31 October 1922

Benito Mussolini is made Prime Minister of Italy.

220px-Benito_Mussolini_Duce

Benito Amilcare Andrea Mussolini was an Italian politician, journalist and leader of the National Fascist Party ruling the country as Prime Minister from 1922 to 1943—constitutionally until 1925, when he dropped all pretense of democracy and set up a legal dictatorship.

Known as “The Leader”, Mussolini was the founder of Italian Fascism. In 1912, Mussolini was a leading member of the National Directorate of the Italian Socialist Party but was expelled from the PSI for advocating military intervention in World War I, in opposition to the party’s stance on neutrality. Mussolini served in the Royal Italian Army during the war until he was wounded and discharged in 1917. Mussolini denounced the PSI, his views now centering on nationalism instead of socialism and later founded the fascist movement which came to oppose egalitarianism and class conflict, instead advocating revolutionary nationalism transcending class lines.

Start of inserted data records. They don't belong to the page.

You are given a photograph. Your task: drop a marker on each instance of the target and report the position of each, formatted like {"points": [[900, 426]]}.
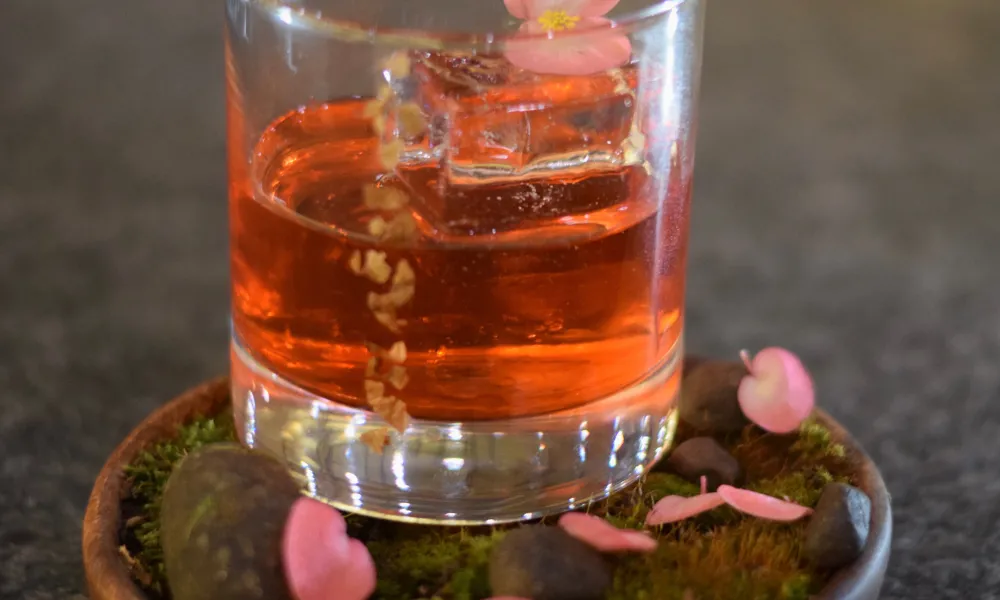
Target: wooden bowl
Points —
{"points": [[108, 577]]}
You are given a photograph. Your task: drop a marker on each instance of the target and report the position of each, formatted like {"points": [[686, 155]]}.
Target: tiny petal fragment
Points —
{"points": [[404, 275], [354, 263], [376, 439], [671, 509], [397, 377], [604, 536], [396, 353], [761, 505], [376, 267], [398, 65]]}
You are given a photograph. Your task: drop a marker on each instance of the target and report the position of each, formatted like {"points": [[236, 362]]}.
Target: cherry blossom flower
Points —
{"points": [[604, 536], [671, 509], [761, 505], [778, 393], [321, 562], [603, 51]]}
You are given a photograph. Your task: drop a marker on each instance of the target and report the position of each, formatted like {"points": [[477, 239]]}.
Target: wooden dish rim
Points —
{"points": [[108, 577]]}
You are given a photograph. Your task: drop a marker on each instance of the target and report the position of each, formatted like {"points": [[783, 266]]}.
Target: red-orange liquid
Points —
{"points": [[545, 295]]}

Following the March on Rome in October 1922, Mussolini became the youngest Prime Minister in Italian history until the appointment of Matteo Renzi in February 2014.

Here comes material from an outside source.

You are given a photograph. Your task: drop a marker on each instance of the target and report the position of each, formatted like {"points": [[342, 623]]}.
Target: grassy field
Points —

After removing all political opposition through his secret police and outlawing labor strikes, Mussolini and his followers consolidated their power through a series of laws that transformed the nation into a one-party dictatorship. Within five years, Mussolini had established dictatorial authority by both legal and extraordinary means and aspired to create a totalitarian state. Mussolini remained in power until he was deposed by King Victor Emmanuel III in 1943, but a few months later he became the leader of the Italian Social Republic, a German client regime in northern Italy – Mussolini held this post until his death in 1945.

Mussolini had sought to delay a major war in Europe until at least 1942,but Germany invaded Poland on 1 September 1939. This resulted in declarations of war by France and the UK and the start of World War II. On 10 June 1940—with the Fall of France imminent—Italy officially entered the war on the side of Germany, though he was aware that Italy did not have the military capacity and resources to carry out a long war with the British Empire. Mussolini believed that after the imminent French armistice, Italy could gain territorial concessions from France and then he could concentrate his forces on a major offensive in North Africa, where British and Commonwealth forces were outnumbered by Italian forces.